Want to travel safely? Think about O. coli

Written by Staff Writer

If you’re planning a trip to an area of the world afflicted by Omicron variant E. coli, be warned: Transporting any food item containing sewage could be risky.

During the month of May and June, the Centers for Disease Control and Prevention (CDC) reported more than 600 cases of the deadly Omicron variant E. coli (ODEC) and 1 death in the United States.

What makes this strain so particularly toxic is that it can cross species, according to the CDC , and is particularly dangerous for humans because it lacks a “familial relation.” This means the antibiotic-resistant strain, while it has genes for causing illness in human hosts, does not pass through a human to another.

CNN Graphic Credit: Additional reporting by Lisa Respers France

ODEC is most often found in raw milk from wild animals such as cows, pigs, sheep, goats and chickens. Or, in restaurant ground beef and low-quality red meat from animals with low immunity — like chicken or pigs, where no antibiotics are given to the animals.

Where is it spreading?

Regional variations in vaccine programs and vaccination practices may allow a single strain to spread outside of its expected geographic boundaries.

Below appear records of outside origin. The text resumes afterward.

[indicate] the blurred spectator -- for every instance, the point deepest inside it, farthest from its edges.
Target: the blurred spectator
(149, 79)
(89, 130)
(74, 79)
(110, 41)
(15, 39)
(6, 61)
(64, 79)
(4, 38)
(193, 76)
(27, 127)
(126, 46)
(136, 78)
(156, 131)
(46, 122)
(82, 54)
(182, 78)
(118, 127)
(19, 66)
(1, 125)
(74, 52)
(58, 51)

When that happens, travel restrictions, such as tourist restrictions or strict animal controls, may be instituted, the CDC notes.

In the past few months, there has been an outbreak linked to schools in Alabama, Idaho, Kansas, Nevada, New Mexico, Oklahoma, Oregon, Pennsylvania, Utah, Virginia and Wyoming. Because of the lack of genetic ties between the E. coli strains, it is difficult to determine if these outbreaks are part of a growing problem or an isolated incident.

Despite this, the CDC suggests that people who are sickened with O. coli Omicron variant should seek medical attention, if possible. To do so, they should call your doctor and ask about antibiotics if you are facing a life-threatening illness.